Simões, da Blue3 Investimentos, lembra que o que influenciou positivamente a bolsa de valores norte-americana neste ano foi, basicamente, empresas do segmento de tecnologia e de inteligência artificial. Dessa forma, segundo o especialista, empresas de tecnologia que já pensavam em abrir capital, utilizaram desse bom momento das companhias do setor em bolsa para captar recurso de investidores por meio de IPOs.
Oleskovicz destaca que as últimas ofertas públicas iniciais de ações têm olhado o valorizado setor de inteligência artificial, tanto como tecnologia embarcada, com desenvolvimento de produtos, como melhoria de processos de automação e tratamentos, como o caso das empresas farmacêuticas e ligadas à saúde humana.
“O advento pode puxar em pouco tempo novas remessas de boas empresas para as bolsas e, quem sabe, ser o termômetro para o Brasil, que tem se mostrado com pouco apetite para emissões primárias”.
Katia Oleskovicz, especialista em investimentos na WIT Invest.
Reflexos no Brasil?
No Brasil, em 2022 e em 2023 até o momento, anos marcados por juros em patamares elevado no país, não houve registros de IPOs, diferentemente dos Estados Unidos. Por lá, somente no ano passado, foram 181 aberturas de capital. Já em 2023 até o final de setembro, 121, segundo a Stock Analysis.
Simões explica que o mercado norte-americano representa quase 60% do mercado de capitais global sendo, assim, uma referência mundial.
“Assim, tudo que, eventualmente, aconteça no mercado americano em grande escala, vai influenciar não só o Brasil, mas o mundo inteiro.
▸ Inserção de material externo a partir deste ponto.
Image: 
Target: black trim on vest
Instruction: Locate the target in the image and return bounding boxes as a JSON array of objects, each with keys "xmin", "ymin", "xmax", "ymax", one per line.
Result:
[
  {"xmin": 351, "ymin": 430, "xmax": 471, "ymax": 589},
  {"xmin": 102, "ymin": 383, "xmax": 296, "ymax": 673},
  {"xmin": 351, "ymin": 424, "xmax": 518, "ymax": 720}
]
Então, com IPO é a mesma coisa, seja, eventualmente, em exercer o mesmo movimento que está acontecendo nos Estados Unidos ou então uma migração de capital brasileiro para fora, para, eventualmente, aproveitar essas oportunidades de IPO no exterior”.
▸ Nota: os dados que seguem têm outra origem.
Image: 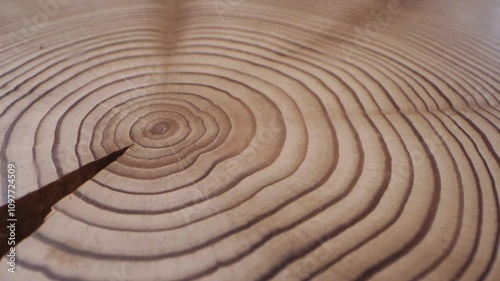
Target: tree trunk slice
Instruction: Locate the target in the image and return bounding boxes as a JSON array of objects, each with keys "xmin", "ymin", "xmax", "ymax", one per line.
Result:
[{"xmin": 0, "ymin": 0, "xmax": 500, "ymax": 281}]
João Victor Simões, da Blue3 Investimentos.
Na mesma linha, Oleskovicz cita que o advento de inúmeras ofertas que vêm ocorrendo nos Estados Unidos pode ser um termômetro para o Brasil retomar negociações, visando captar recursos via bolsa de valores. Ela destaca, no entanto, que ainda não se tem visto movimentações neste sentido no Brasil porque há debates importantes que envolvem empresas listadas, como a tributação sobre dividendos, que ainda tem gerado incertezas, impedindo, entre outros pontos, a ascensão de novas empresas.
Perspectivas para IPOs nos EUA
Em meio às expectativas de que o corte de juros nos Estados Unidos pelo Fed deva começar em 2024, Simões, da Blue3 Investimentos, diz que, a partir do momento em que se tem um cenário de redução de juros, o mercado entende que, para apurar ganhos maiores ao longo dos anos, será preciso dedicar parte do capital a risco oscilatório, não a risco de perda definitiva.
“Basicamente, a partir do momento que você tem essa redução, o mercado entende que precisa dedicar parte do patrimônio vinculado a mercado de capitais, à bolsa de valores, e aí, naturalmente, a tendência é que se eleve o número de IPOs feitos”.
João Victor Simões, da Blue3 Investimentos.
Oleskovicz, da WIT Invest, diz acreditar que os IPOs recentes devem mostrar para os próximos semestres como devem caminhar a retomada e equilíbrio econômico para o mercado americano, que vive, neste momento, a atratividade dos títulos do Tesouro americano de 10 anos, que têm entregado, nas últimas semanas, taxas bastante elevadas.
“Caso se consolide um equilíbrio da inflação com os dados de crescimento, certamente, teremos um momento bastante promissor”, projeta a especialista.